Europe : je t’aime, moi non plus
À l’approche des élections européennes, Hocine Rahli, diplômé de Sciences Po et agrégé de philosophie, nous livre une réflexion sur l’Union européenne et son avenir, convoquant Jürgen Habermas et Régis Debray.
« Unis dans la diversité », telle est la devise de l’Union européenne. Un bel idéal, à n’en pas douter ! Mais en sommes-nous seulement dignes ? Serons-nous à la hauteur de l’histoire, lors des toutes prochaines élections ? « L’Europe, stop ou encore ? », disent certains ; « Progressisme contre populisme », disent d’autres. Comment comprendre l’ambivalence des sentiments suscités par notre Union, qui ne laisse décidément personne indifférent ? Deux options s’offrent à vous – selon que vous soyez optimiste ou pessimiste sur l’avenir de l’Europe. Selon que la raison ou les passions l’emportent sur notre destin.
Ou bien l’on pense le citoyen européen avant tout par sa capacité de réflexion, par son goût du dialogue. Les Grecs, pères de nos démocraties, n’avaient précisément qu’un mot pour dire à la fois discours et raison : le logos. Pour que nous, Européens, donnions le meilleur de nous-mêmes, pour que nous prenions de grandes décisions à l’échelle du continent, en vue de l’intérêt de tous, au-delà des particularismes nationaux, il suffirait d’une chose : que nous usions de notre raison. Cet art du jugement, singulièrement humain, s’éprouve dans et grâce au discours ; dans et grâce à la délibération ; et développe des affects nécessaires au ciment démocratique : la solidarité, la fraternité. Cet art, Jürgen Habermas l’appelle « agir communicationnel ». « Nous, qui sommes des êtres faillibles, n'avons en effet d'autre voie possible, pour nous assurer de ce qui est vrai, que celle d'une discussion à la fois rationnelle et ouverte sur l'avenir. » C’est à ce prix que l’on peut donner corps à un « patriotisme constitutionnel », nous dit le philosophe allemand, lequel se départira tout à fait des identités nationales. Habermas – qui dialogua avec Emmanuel Macron en 2017 – s’oppose fermement à une Europe qui assumerait telles ou telles racines : « notre tâche est moins de nous réassurer de nos origines communes dans l’Europe médiévale que de développer une nouvelle conscience politique européenne qui correspondrait au rôle que l’Europe jouera au XXIe siècle ».
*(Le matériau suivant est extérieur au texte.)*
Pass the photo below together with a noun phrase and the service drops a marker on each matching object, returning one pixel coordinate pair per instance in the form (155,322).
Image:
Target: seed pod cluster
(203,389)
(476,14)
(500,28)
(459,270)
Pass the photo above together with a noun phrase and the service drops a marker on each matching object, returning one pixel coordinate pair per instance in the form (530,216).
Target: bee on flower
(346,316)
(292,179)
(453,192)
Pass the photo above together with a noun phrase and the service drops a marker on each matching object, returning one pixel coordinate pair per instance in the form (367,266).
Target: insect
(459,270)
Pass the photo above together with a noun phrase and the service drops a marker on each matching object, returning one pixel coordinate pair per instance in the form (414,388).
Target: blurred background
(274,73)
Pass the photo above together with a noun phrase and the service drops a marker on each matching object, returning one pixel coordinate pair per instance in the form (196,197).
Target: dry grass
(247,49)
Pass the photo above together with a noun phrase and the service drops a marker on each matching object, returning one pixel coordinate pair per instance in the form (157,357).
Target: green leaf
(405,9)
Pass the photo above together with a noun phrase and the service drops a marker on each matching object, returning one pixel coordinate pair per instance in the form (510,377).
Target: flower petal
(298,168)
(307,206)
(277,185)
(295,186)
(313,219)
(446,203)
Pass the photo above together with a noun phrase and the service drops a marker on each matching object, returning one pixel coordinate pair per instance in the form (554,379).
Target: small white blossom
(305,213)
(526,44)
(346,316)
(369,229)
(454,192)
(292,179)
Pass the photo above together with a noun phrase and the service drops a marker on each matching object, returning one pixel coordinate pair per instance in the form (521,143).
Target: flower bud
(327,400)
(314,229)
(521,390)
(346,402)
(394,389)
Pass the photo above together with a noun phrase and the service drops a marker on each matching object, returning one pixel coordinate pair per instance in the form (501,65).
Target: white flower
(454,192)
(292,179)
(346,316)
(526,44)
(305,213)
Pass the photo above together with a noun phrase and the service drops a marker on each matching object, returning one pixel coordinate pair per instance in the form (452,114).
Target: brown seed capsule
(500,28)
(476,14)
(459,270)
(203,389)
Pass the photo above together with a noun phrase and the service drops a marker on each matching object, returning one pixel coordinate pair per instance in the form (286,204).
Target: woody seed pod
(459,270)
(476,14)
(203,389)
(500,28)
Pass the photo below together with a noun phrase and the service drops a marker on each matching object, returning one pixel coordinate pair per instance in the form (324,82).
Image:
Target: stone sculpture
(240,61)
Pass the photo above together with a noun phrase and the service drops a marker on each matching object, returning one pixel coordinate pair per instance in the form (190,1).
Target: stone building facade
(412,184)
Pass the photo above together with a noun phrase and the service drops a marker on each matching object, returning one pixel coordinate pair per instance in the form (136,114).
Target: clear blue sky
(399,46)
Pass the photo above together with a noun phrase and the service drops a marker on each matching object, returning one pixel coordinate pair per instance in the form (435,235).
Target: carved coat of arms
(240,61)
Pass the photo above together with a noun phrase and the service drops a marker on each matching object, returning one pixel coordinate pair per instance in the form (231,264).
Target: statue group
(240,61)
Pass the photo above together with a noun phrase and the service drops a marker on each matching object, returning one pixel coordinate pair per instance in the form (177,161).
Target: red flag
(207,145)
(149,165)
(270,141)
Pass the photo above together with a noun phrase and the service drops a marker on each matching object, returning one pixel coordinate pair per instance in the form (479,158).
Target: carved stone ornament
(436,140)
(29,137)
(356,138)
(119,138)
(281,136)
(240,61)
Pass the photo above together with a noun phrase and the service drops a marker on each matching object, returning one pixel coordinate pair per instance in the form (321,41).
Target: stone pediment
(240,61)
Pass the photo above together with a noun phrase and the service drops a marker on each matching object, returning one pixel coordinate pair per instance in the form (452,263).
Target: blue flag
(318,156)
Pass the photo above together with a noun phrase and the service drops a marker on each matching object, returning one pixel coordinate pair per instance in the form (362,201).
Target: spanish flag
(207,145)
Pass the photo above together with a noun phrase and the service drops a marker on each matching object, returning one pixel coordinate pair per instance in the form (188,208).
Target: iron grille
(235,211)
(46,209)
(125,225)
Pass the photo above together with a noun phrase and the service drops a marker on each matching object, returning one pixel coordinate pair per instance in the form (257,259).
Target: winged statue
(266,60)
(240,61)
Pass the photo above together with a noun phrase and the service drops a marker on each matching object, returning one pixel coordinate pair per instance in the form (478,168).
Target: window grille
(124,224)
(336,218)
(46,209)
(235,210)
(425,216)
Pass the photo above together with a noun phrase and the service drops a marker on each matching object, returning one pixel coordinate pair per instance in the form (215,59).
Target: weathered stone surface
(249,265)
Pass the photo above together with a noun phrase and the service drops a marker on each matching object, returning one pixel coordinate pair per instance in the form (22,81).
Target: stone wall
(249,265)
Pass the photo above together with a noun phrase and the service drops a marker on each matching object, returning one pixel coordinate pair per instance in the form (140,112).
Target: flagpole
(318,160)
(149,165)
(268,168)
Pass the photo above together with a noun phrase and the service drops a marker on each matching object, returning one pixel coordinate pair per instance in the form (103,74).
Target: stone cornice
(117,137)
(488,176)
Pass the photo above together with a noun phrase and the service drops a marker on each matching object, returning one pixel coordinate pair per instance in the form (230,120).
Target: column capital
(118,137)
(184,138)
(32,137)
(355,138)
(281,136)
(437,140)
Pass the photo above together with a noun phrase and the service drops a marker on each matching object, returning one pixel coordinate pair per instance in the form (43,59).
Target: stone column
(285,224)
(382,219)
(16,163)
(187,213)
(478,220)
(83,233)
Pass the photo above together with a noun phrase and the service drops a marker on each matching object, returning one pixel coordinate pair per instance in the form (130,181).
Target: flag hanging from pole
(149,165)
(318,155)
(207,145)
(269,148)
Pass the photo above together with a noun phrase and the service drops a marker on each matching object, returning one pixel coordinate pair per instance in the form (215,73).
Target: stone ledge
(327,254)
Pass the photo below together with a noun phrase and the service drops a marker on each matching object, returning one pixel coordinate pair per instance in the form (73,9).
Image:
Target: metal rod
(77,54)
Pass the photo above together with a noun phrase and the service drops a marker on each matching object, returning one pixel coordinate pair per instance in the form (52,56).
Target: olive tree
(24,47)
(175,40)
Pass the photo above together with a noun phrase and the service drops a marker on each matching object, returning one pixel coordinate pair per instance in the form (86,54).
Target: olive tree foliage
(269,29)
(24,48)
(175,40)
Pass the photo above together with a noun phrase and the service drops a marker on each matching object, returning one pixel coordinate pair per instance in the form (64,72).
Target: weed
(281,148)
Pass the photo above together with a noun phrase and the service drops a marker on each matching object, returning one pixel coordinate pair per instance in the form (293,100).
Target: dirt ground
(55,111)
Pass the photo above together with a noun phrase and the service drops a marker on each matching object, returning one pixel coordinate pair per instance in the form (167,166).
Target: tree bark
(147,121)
Ou bien, l’on accepte de s’inspirer du passé, et l’on pense que ce qui fait l’histoire, ce n’est pas la raison, mais « la foule sentimentale, à laquelle les philosophes tournent le dos », comme le déplore Régis Debray. À ses yeux l'Union Européenne, « ectoplasme sans vertèbres ni principe suprasensible », est mort-née – Paul Valéry écrivant dès 1945 : « L’Europe est finie ». L’envie d’Europe pallie cahin-caha l’effondrement des grandes idéologies qui galvanisèrent le XXe siècle, mais ne fait battre aucun cœur, si ce n’est ceux des technocrates de Bruxelles. L'affaire du politique, a fortiori au niveau européen, c'est de faire d'un tas un tout, d’individus une société ; c'est d'« empêcher un espace de solidarité de voler en éclats ». Seul le sacré peut remplir cette fonction : or, l’Europe est tout sauf sacrée, selon Debray. Il donne pour preuve cet exemple savoureux : « L'euro est un billet de Monopoly, sans date, sans lieu ni devise, illustration fantomatique d'un no man's land incorporel. Le dollar incarne une mémoire et un territoire, avec une géographie, une généalogie (les Pères fondateurs) et une métaphysique (in God We trust). »
Que vous misiez plutôt sur la raison ou plutôt sur les passions pour raviver les âmes européennes, force est d’admettre que le Vieux continent va mal. « Qui est vraiment prêt à tirer les leçons de la crise bancaire ? (...) Qui est prêt à se battre pour cela ? » s’écrie Habermas ; tandis que Debray constate que l’Europe, « délestée de son aura, celle des fins dernières, (…) réduite à ses astreintes budgétaires, ne fait plus soupirer mais grincer. Les chiffres ont pris les commandes, le Livre des comptes devient le Livre Saint, et l’expert-comptable, un haut dignitaire. » Oui, notre Europe est en train de sortir de l’histoire, évincée par les deux grandes civilisations qu’incarnent les Etats-Unis et la Chine. Gageons que les élections clarifient le débat, non seulement politique, mais aussi, et peut-être avant tout, philosophique ! Un débat éminemment européen, et décisif pour demain.